Why Yahoo's Jerry Yang stepped down

His performance showed that not every start-up whiz can be a turnaround CEO.

Toby Melville/Reuters
Start-up guy? Yahoo cofounder and chief executive officer Jerry Yang at a press conference Nov. 12 in central London.

The rise and fall of Jerry Yang, the departing CEO of Yahoo, captured the imagination of an industry built on just such meteoric climbs and merciless tumbles.

Just 17 months ago, Mr. Yang got a rare second chance as a cofounder of a start-up to take charge again of his creation in its hour of need. For some techies in Silicon Valley, the moment represented a pleasing break from the outside "suits" and "grown-ups" who invariably take over maturing start-ups at the cost of scrappy innovation. It held out the promise of mirroring another triumphant second act, that of Steve Jobs at Apple.

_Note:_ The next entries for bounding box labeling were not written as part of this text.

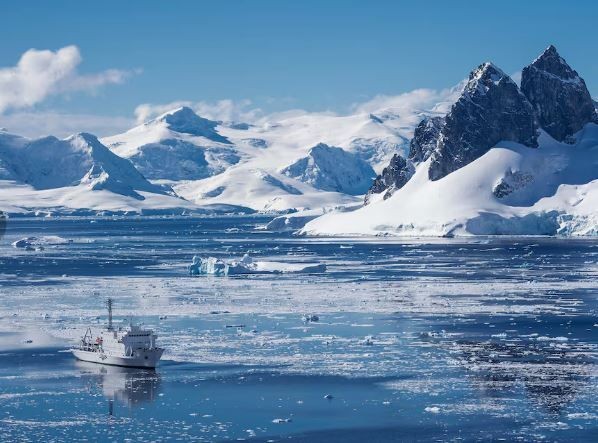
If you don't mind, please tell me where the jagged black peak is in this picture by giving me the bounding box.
[524,45,579,80]
[521,45,598,143]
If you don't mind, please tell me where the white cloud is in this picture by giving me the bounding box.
[351,81,466,114]
[135,99,263,123]
[0,46,137,113]
[0,111,135,138]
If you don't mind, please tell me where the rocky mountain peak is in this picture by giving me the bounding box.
[521,45,598,142]
[429,63,538,180]
[529,45,579,80]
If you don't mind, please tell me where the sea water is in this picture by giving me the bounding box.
[0,217,598,442]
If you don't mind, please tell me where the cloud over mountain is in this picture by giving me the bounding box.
[0,45,135,113]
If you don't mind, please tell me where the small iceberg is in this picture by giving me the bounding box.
[12,235,72,251]
[188,254,326,276]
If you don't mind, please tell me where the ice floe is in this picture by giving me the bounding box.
[12,235,72,251]
[188,254,326,276]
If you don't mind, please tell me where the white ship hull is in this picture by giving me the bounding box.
[72,349,164,368]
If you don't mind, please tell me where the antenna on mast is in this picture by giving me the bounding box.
[106,298,112,331]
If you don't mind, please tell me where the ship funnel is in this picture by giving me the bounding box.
[106,298,112,331]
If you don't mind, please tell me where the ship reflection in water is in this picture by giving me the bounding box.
[76,361,161,416]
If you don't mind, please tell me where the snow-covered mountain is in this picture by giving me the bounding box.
[0,131,195,212]
[280,143,376,195]
[102,101,451,211]
[303,46,598,236]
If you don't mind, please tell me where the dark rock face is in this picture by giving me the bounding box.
[429,63,538,180]
[409,117,444,163]
[364,154,413,205]
[521,45,598,141]
[364,117,444,205]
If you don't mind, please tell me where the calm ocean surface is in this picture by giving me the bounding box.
[0,217,598,442]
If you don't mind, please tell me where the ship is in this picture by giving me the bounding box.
[71,298,164,369]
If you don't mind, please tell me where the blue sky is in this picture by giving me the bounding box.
[0,0,598,135]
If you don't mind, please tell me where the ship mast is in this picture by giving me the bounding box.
[106,298,112,331]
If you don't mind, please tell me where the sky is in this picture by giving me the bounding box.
[0,0,598,135]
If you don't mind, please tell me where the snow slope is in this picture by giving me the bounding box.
[0,132,194,213]
[280,143,376,195]
[102,97,455,211]
[102,107,241,182]
[302,123,598,236]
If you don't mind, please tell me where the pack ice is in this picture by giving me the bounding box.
[189,254,326,276]
[302,46,598,236]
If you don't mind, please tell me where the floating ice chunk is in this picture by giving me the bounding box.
[12,235,72,251]
[189,255,226,275]
[188,254,326,275]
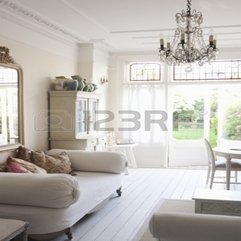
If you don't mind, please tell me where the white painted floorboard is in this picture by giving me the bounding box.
[47,168,241,241]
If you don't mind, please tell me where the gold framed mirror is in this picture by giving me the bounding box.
[0,47,24,151]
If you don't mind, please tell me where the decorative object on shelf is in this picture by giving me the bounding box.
[53,76,78,90]
[71,75,87,90]
[0,46,16,64]
[71,75,98,92]
[159,0,218,71]
[100,77,108,84]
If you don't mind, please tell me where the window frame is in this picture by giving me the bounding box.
[128,61,162,84]
[172,59,241,83]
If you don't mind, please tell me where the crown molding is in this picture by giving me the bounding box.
[0,0,87,43]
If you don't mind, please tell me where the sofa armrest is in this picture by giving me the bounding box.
[149,212,241,241]
[0,173,80,208]
[48,149,127,174]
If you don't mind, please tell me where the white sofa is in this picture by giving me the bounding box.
[0,150,126,238]
[149,200,241,241]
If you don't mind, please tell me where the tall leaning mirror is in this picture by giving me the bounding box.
[0,46,24,150]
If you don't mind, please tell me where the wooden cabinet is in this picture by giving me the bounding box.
[49,91,103,151]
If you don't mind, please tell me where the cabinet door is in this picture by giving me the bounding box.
[88,99,98,133]
[75,98,88,137]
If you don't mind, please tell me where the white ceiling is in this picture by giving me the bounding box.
[0,0,241,52]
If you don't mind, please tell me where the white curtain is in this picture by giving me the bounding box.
[121,84,166,145]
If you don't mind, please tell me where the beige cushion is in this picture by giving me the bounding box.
[0,173,79,208]
[32,151,71,173]
[7,156,47,174]
[48,149,127,174]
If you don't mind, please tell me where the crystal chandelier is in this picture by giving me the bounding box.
[159,0,218,68]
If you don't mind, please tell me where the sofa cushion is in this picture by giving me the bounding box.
[32,151,71,173]
[0,172,79,208]
[16,146,32,162]
[7,156,47,174]
[48,149,127,174]
[6,161,31,173]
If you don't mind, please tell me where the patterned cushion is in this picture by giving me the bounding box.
[7,156,47,174]
[16,146,31,162]
[32,151,71,173]
[7,161,31,173]
[0,163,7,172]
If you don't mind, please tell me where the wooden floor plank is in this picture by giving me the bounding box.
[52,168,241,241]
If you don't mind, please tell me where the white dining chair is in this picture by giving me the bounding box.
[204,138,241,189]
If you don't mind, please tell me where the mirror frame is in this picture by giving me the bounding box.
[0,46,24,151]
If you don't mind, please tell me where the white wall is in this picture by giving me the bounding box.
[0,18,108,154]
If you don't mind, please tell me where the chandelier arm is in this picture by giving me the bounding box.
[159,0,218,68]
[187,0,191,16]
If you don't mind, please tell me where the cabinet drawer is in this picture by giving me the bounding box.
[87,139,97,147]
[98,137,106,145]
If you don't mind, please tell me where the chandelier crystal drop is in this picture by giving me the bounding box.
[159,0,218,66]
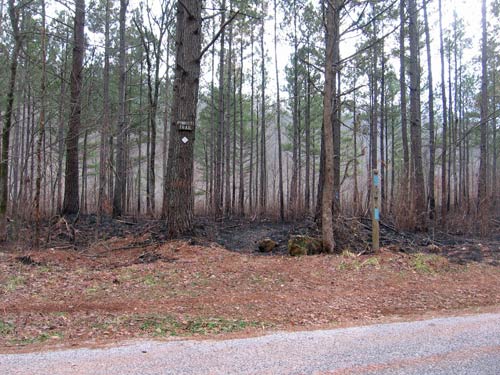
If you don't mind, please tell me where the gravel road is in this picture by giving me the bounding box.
[0,314,500,375]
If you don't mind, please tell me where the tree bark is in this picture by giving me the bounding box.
[408,0,426,230]
[422,0,436,220]
[167,0,202,237]
[62,0,85,215]
[321,0,343,253]
[439,0,448,225]
[113,0,128,217]
[477,0,488,212]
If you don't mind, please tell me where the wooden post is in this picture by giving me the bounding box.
[372,169,380,253]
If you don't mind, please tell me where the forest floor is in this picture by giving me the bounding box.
[0,216,500,352]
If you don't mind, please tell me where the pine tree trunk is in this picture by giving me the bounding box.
[97,0,112,217]
[35,0,47,248]
[422,0,436,220]
[477,0,488,212]
[439,0,448,225]
[408,0,427,230]
[167,0,202,237]
[399,0,410,189]
[260,0,267,215]
[214,0,226,218]
[274,0,285,221]
[62,0,85,215]
[113,0,128,217]
[321,0,343,253]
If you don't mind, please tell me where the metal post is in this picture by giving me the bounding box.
[372,169,380,253]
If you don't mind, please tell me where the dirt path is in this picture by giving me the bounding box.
[0,238,500,351]
[0,314,500,375]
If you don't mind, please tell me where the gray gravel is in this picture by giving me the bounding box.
[0,314,500,375]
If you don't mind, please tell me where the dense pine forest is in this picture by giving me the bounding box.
[0,0,500,251]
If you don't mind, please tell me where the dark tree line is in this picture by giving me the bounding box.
[0,0,498,245]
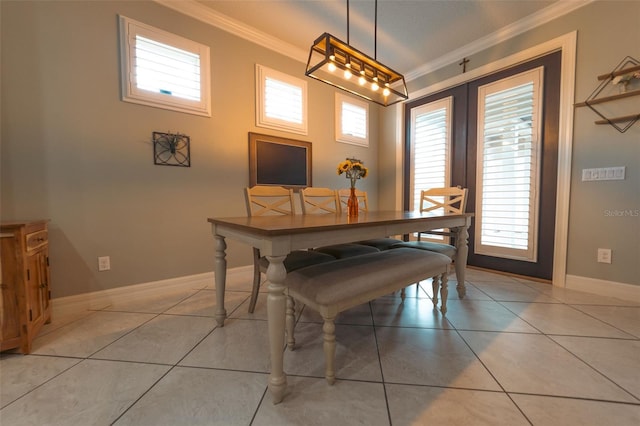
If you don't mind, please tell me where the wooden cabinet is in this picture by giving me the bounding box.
[0,220,51,354]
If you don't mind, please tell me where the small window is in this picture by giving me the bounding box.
[336,93,369,146]
[256,64,307,135]
[120,16,211,117]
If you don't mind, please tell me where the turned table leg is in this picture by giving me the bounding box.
[267,256,287,404]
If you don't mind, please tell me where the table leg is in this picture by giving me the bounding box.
[267,256,287,404]
[214,235,227,327]
[454,226,469,299]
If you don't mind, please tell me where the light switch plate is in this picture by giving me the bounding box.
[582,166,626,182]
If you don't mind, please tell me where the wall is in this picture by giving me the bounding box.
[379,1,640,286]
[0,1,378,298]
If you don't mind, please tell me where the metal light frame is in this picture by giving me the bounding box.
[305,0,409,106]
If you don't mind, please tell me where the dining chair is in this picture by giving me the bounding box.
[391,186,467,304]
[300,187,380,259]
[245,186,335,313]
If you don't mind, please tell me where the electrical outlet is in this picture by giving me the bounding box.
[98,256,111,271]
[598,249,611,263]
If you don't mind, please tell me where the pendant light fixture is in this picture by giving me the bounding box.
[305,0,409,106]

But any honeymoon in the Valley for Yang ended quickly. He came under withering criticism for his handling of a Microsoft takeover, then for losing a partnership with Google. By the time Yang's step-down was announced Monday the only surprise seemed to be that it took the board of directors so long to act.

Wall Street rewarded the move Tuesday, with Yahoo shares rising 11 percent to $11.82 as of press time. Investors apparently felt prospects for a Microsoft buyout have brightened – a point which divides analysts. Despite the darkening horizon for online advertising in a slowdown, many agree the company has plenty of strength left, provided the right leader can be tapped next.

Yang didn't seem to be what Yahoo needed now: A founder's strengths differ from those of a turnaround CEO, analysts say. Few excel at both: Steve Jobs may just be that rare exception.

"There are three different skill-sets needed to run a company," says Rob Enderle, principal analyst at Emerging Personal Technologies in San Jose, Calif. There are start-up leaders, transitional leaders, and sustaining managers. "Jerry was a start-up guy. He wasn't a transitional [figure] and certainly not a turnaround guy. He didn't have the demeanor, personality, or drive."

Not another Steve Jobs

Unlike Yang, who settled fairly early into a strategist role in Yahoo, Mr. Jobs was fired from Apple and spent time heading a couple of firms – NeXT and Pixar – before returning. He experienced "near failure" with both endeavors and learned from those mistakes, says Mr. Enderle. Jobs also had years on the outside to plot what he would do differently at Apple if he ever returned.

Yang is widely described as affable, whereas Jobs can inspire fear. "He is a harsh and dictatorial leader," says Enderle. "That's kind of what you need to have with somebody who is running a turnaround. Once you decide the direction you need to go, everyone needs to stand up and go with you."

Another difference: Yang seemed to cling to visions of Yahoo as it was in its heyday, whereas Jobs decided to upend the Apple cart.

"Jobs' success at Apple has been predicated on his willingness to utterly discard what the company was before, during the time when his star was in ascendancy," says Charles King, principal analyst at Pund-IT. Once an also-ran competitor to Windows, Apple is now a consumer electronics company that has scrubbed "computer" from its moniker. "I think Yang was in a way trying to recapture some of Yahoo's glory days."

The failed Microsoft deal

Most observers fault Yang for his failed negotiations with Microsoft. The Seattle software giant placed multiple bids to acquire Yahoo, hoping to emerge in a more competitive position vis-à-vis Google in the online advertising market.

"[Yang] kept saying we should get more money, we should get more money, and [he was] not realizing how precarious their position was," says Enderle.

Others have attributed that blind spot to the founder's sentimental and dated view of Yahoo as a fast-rising company. Yang's negotiating behavior at times suggested he wasn't interested in bargaining as much as playing the role of renegade start-up. Yahoo executives reportedly high-fived when negotiations collapsed.

Investors, led by now-board member Carl Icahn, reminded Yang of his fiduciary responsibility to them to maximize returns. They pressured Yang to show how he would raise the company's falling stock price to the level offered by Microsoft.

Yang then struck a deal with Google to allow the industry leader to serve ads on Yahoo's network in exchange for a share of revenue. When anti-trust regulators began to raise eyebrows, Google backed out. Yang's critics fault him for not trying harder to salvage that deal.

Both Enderle and Mr. King doubt Microsoft will return for a deal. Members of the team pushing for the takeover have left Microsoft, says Enderle. Adds King, "My own sense is they've moved on and there are other things on the table, other plans they've got. But never say never in the IT world."